Recently, I read that it must only be appropriate that a man that had avoided the limelight for so long died four months before his death even reached the international press. That man was Stanislav Yevgrafovich Petrov, and he is the man responsible for the existence of anyone reading this article.
Petrov never thought much of his noble act, saying that what he had done would have been done by anybody. Would it have? Nobody can say for certain, but when your warning systems are saying your enemy’s bombs are coming for you, you would reckon that launching your own bombs would be a rational response. Had someone like that, and not Stanislav Petrov, been in charge of the Soviet missile system that fateful day in 1983, the world would have burned.

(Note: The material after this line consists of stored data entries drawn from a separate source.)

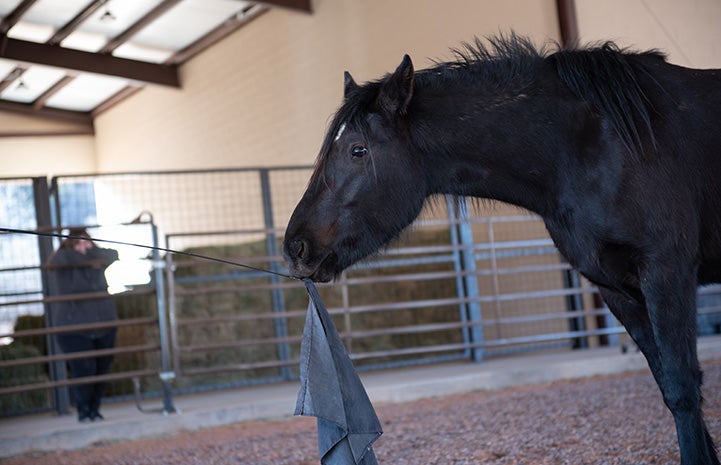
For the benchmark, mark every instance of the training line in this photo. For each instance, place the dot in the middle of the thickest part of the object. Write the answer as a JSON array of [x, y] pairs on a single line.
[[150, 247]]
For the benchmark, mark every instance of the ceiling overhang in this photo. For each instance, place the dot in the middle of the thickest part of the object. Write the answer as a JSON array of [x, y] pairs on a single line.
[[55, 53]]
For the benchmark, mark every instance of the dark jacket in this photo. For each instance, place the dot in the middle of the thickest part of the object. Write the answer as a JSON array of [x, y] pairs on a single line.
[[75, 273]]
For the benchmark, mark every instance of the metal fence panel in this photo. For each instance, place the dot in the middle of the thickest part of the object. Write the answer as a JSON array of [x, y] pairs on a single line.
[[464, 283]]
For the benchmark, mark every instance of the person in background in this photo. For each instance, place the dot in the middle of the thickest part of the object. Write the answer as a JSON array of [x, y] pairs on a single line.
[[78, 267]]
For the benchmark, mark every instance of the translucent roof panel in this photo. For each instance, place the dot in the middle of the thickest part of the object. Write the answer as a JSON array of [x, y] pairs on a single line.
[[45, 17], [32, 84], [187, 22], [86, 92], [108, 22]]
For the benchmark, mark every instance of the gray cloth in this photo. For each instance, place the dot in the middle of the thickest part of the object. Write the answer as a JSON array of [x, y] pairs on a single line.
[[332, 391]]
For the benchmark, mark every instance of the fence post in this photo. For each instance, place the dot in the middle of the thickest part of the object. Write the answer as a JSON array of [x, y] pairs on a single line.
[[43, 216], [166, 374], [276, 295], [470, 280]]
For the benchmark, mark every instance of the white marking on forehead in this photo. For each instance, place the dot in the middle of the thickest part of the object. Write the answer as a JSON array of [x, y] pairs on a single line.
[[340, 132]]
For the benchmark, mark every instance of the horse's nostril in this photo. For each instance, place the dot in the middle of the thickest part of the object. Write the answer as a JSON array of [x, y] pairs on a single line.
[[298, 249]]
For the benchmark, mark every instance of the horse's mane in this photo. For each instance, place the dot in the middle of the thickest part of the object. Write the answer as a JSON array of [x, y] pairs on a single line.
[[604, 75], [607, 77]]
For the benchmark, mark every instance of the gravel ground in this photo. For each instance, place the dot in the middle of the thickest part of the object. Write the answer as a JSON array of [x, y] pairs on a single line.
[[601, 421]]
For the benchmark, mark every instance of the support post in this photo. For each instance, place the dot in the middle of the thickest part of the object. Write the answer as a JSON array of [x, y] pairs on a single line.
[[57, 370], [277, 296]]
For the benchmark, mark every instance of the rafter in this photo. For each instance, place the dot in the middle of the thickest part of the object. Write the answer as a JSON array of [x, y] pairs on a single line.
[[54, 89], [11, 19], [71, 25], [217, 34], [53, 55], [85, 119], [11, 77], [118, 97]]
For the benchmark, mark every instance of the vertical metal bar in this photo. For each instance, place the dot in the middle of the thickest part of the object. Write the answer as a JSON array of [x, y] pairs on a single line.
[[574, 303], [347, 323], [172, 312], [567, 22], [43, 216], [458, 268], [166, 374], [276, 295], [470, 280]]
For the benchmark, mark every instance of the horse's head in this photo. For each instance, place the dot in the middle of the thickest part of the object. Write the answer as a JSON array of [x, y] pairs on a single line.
[[367, 185]]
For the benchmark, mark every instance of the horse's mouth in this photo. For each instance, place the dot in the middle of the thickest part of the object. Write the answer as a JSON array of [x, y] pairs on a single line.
[[324, 271]]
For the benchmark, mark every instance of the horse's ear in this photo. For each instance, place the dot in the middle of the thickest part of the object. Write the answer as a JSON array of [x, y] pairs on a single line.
[[397, 91], [349, 84]]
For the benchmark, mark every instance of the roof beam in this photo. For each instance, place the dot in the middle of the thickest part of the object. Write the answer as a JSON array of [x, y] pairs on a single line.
[[53, 55], [303, 5]]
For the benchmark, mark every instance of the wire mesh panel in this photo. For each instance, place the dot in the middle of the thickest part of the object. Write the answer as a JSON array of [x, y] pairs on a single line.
[[21, 306]]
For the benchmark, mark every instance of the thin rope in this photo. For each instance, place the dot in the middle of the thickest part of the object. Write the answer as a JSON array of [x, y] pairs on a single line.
[[143, 246]]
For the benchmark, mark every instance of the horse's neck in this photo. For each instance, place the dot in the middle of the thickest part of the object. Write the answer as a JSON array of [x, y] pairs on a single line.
[[509, 150]]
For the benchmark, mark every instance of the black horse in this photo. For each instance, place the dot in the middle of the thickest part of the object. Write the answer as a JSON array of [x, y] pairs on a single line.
[[618, 151]]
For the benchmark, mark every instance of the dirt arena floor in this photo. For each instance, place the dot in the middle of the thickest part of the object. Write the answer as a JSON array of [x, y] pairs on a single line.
[[601, 421]]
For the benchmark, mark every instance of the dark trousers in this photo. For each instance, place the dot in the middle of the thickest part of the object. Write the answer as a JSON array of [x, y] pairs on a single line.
[[87, 396]]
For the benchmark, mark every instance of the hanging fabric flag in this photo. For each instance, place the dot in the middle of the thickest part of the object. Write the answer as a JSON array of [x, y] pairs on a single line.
[[332, 391]]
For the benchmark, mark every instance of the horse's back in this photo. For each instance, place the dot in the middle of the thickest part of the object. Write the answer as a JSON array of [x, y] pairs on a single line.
[[687, 124]]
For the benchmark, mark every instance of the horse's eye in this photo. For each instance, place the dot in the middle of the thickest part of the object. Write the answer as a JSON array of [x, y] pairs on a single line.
[[358, 151]]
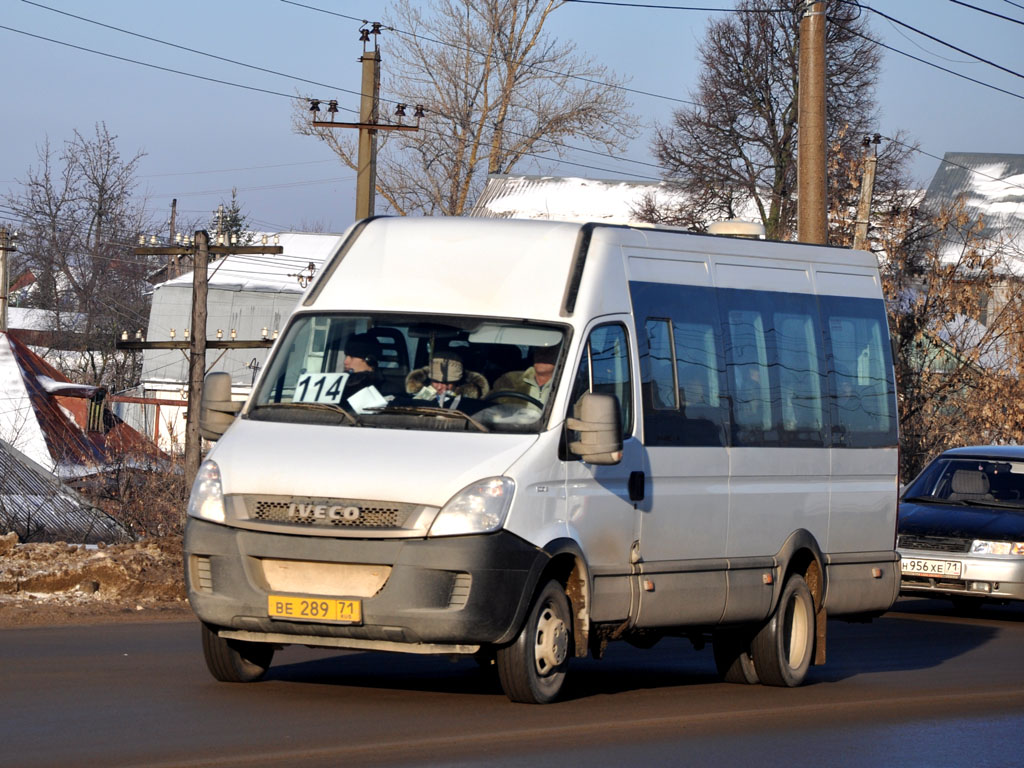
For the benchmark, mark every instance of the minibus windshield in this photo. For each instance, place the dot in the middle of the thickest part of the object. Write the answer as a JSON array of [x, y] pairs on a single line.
[[413, 372]]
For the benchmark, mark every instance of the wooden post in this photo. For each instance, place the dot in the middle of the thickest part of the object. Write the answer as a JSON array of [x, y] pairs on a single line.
[[197, 354], [866, 190], [812, 218]]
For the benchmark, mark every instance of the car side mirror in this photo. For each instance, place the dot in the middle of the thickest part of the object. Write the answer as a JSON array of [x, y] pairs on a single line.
[[217, 410], [597, 419]]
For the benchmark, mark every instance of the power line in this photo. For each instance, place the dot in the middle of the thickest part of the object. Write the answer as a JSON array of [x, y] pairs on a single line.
[[935, 39], [989, 12], [146, 64], [190, 50], [680, 7], [479, 53], [932, 64]]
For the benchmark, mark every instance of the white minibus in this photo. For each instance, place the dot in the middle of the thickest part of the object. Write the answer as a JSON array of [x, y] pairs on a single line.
[[520, 440]]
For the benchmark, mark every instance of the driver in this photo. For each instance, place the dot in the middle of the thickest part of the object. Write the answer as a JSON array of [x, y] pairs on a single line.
[[445, 381], [536, 380]]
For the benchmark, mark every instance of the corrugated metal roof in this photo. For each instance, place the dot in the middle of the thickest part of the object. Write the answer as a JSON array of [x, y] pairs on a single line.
[[991, 186], [39, 508], [566, 199]]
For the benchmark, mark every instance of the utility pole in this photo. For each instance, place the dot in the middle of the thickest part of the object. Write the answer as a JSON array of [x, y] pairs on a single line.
[[172, 261], [6, 248], [812, 220], [200, 249], [197, 353], [866, 190], [369, 125]]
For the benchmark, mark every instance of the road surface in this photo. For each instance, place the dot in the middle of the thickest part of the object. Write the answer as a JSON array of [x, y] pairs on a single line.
[[919, 687]]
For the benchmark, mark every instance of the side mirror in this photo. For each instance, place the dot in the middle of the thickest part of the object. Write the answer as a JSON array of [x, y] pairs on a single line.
[[598, 422], [217, 410]]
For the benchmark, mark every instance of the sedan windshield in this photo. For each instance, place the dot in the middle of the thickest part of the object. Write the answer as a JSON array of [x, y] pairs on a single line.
[[413, 372], [971, 482]]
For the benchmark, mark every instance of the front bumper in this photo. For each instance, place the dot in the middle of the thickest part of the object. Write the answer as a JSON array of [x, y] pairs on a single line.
[[440, 595], [996, 577]]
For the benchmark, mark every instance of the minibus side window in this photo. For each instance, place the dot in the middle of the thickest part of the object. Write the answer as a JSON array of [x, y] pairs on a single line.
[[860, 373], [660, 365], [604, 368]]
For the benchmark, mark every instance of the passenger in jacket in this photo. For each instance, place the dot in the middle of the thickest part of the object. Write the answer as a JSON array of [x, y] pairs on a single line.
[[536, 381], [445, 381]]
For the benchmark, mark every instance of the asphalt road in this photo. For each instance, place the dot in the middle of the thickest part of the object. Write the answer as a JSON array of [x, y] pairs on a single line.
[[919, 687]]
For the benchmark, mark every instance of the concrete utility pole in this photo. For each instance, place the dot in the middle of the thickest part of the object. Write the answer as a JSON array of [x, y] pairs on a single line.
[[812, 219], [197, 353], [369, 125], [6, 248], [866, 190]]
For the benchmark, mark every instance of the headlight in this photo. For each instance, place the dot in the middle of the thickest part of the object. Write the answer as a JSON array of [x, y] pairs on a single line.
[[981, 547], [207, 499], [476, 509]]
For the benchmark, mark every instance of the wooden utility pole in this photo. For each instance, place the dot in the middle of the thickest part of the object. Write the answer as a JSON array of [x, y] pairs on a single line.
[[6, 248], [200, 251], [366, 174], [172, 261], [369, 125], [197, 352], [812, 219], [866, 190]]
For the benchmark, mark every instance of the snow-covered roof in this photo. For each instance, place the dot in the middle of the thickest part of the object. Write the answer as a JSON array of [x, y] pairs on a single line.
[[270, 272], [566, 199], [572, 199]]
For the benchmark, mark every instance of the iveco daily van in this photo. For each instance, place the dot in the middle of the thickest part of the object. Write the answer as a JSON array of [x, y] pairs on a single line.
[[520, 440]]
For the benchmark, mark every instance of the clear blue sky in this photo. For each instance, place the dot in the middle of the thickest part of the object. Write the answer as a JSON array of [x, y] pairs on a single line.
[[202, 138]]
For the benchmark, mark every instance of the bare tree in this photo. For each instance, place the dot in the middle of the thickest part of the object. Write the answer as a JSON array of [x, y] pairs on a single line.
[[499, 92], [79, 221], [736, 144]]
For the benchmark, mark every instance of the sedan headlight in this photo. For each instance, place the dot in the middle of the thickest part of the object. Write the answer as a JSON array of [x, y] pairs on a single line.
[[207, 499], [982, 547], [476, 509]]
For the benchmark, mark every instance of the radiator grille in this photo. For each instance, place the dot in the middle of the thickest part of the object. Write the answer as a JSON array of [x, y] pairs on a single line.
[[332, 513], [936, 543], [203, 574], [460, 590]]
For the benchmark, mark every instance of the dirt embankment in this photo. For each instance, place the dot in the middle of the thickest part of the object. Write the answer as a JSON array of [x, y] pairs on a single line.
[[53, 584]]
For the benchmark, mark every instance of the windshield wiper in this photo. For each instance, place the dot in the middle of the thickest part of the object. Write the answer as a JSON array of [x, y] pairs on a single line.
[[427, 411], [930, 500], [315, 407], [992, 503]]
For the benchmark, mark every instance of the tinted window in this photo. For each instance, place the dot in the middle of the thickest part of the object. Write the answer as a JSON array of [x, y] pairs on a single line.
[[604, 368], [775, 364], [681, 349], [860, 373]]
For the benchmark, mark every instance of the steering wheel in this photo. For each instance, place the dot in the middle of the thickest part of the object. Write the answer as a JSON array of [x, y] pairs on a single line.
[[512, 393]]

On September 26, 1983, the Soviet early warning system, tasked with detecting nuclear weapons inbound from a hostile power (most likely the United States), detected five missiles heading towards the Soviet Union. Petrov was in charge of monitoring the system at a base near Moscow and was the first to see these ‘missiles.’
In fact, they were caused by an uncommon cloud pattern over North Dakota. Petrov understood that any first strike by the United States would be all-out with no room left for the Soviet Union to retaliate with its own weapons. Therefore, Petrov concluded, these missiles were operator errors.
Petrov did not sound the alarm, and therefore, no Soviet missiles were fired. Had somebody without his know-how been at the bunker near Serpukhov, human civilization would be reduced to radioactive ash. Hundreds of millions, if not billions, would have been killed in the Soviet strike and American counterstrike, and the remainder would have soon starved as world commerce, communications, and infrastructure ground to a halt.
At that time in 1983, my mother was living in Washington, D.C. and my father was living in Madison, Wisconsin, both in their first months of college. Washington would have been obliterated without question, and even if Madison were not hit, it would have been overwhelmed by those fleeing from Milwaukee, Chicago, and Minneapolis. I owe my very existence to this man who prevented armageddon, and so do all seven some billion of us.
Stanislav Yevgrafovich Petrov may now rest. He deserves that peace, for he ensured life for billions of people. Would others have done the same in his position? Perhaps. We cannot know for certain, for we cannot replay history with his removal. However, it stands that you and I exist due to this man’s one single right decision, and for that he deserves to be remembered as a savior of all humanity.